Novel artificial intelligence (AI) technology has expedited various scientific research, e.g., cosmology, physics, and bioinformatics, inevitably becoming a significant category of workload on high-performance computing (HPC) systems. Existing AI benchmarks tend to customize well-recognized AI applications, so as to evaluate the AI performance of HPC systems under the predefined problem size, in terms of datasets and AI models. However, driven by novel AI technology, most of AI applications are evolving fast on models and datasets to achieve higher accuracy and be applicable to more scenarios. Due to the lack of scalability on the problem size, static AI benchmarks might be under competent to help understand the performance trend of evolving AI applications on HPC systems, in particular, the scientific AI applications on large-scale systems. In this paper, we propose a scalable evaluation methodology (SAIH) for analyzing the AI performance trend of HPC systems with scaling the problem sizes of customized AI applications. To enable scalability, SAIH builds a set of novel mechanisms for augmenting problem sizes. As the data and model constantly scale, we can investigate the trend and range of AI performance on HPC systems, and further diagnose system bottlenecks. To verify our methodology, we augment a cosmological AI application to evaluate a real HPC system equipped with GPUs as a case study of SAIH. With data and model augment, SAIH can progressively evaluate the AI performance trend of HPC systems, e.g., increasing from 5.2% to 59.6% of the peak theoretical hardware performance. The evaluation results are analyzed and summarized into insight findings on performance issues. For instance, we find that the AI application constantly consumes the I/O bandwidth of the shared parallel file system during its iteratively training model.

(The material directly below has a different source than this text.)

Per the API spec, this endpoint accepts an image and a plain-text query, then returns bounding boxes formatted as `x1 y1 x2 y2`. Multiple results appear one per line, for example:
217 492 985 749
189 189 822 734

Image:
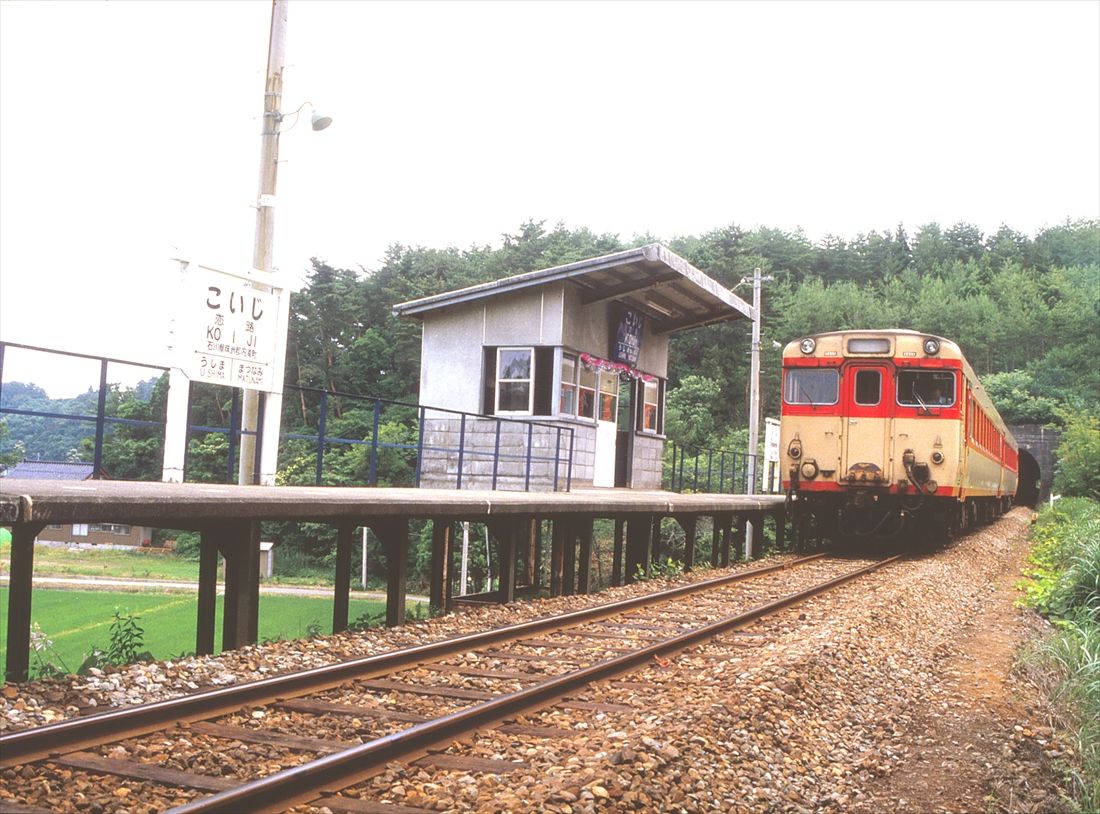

If I/O contention exists, the shared parallel file system might become a bottleneck.

查看原文

微信好友朋友圈 QQ好友复制链接

本刊更多论文

SAIH：用于了解高性能计算系统上人工智能性能趋势的可扩展评估方法

新颖的人工智能（AI）技术加速了各种科学研究，如宇宙学、物理学和生物信息学，不可避免地成为高性能计算（HPC）系统的重要工作负载类别。现有的人工智能基准往往是定制公认的人工智能应用，以便在预定义的问题规模下，从数据集和人工智能模型方面评估高性能计算系统的人工智能性能。然而，在新型人工智能技术的推动下，大多数人工智能应用都在模型和数据集上快速发展，以实现更高的准确性并适用于更多场景。由于缺乏对问题规模的可扩展性，静态人工智能基准可能无法帮助理解 HPC 系统上不断演进的人工智能应用的性能趋势，特别是大规模系统上的科学人工智能应用。在本文中，我们提出了一种可扩展的评估方法（SAIH），用于分析 HPC 系统的人工智能性能趋势，同时扩展定制化人工智能应用的问题规模。为了实现可扩展性，SAIH 建立了一套新颖的问题规模扩展机制。随着数据和模型的不断扩展，我们可以研究 HPC 系统上人工智能性能的趋势和范围，并进一步诊断系统瓶颈。为了验证我们的方法，我们增强了一个宇宙学人工智能应用，以评估配备了 GPU 的真实 HPC 系统，作为 SAIH 的案例研究。随着数据和模型的增强，SAIH 可以逐步评估 HPC 系统的人工智能性能趋势，例如，从理论硬件性能峰值的 5.2% 提高到 59.6%。我们对评估结果进行了分析，并将其总结为对性能问题的深刻见解。例如，我们发现人工智能应用在迭代训练模型的过程中会不断消耗共享并行文件系统的 I/O 带宽。如果存在 I/O 竞争，共享并行文件系统可能会成为瓶颈。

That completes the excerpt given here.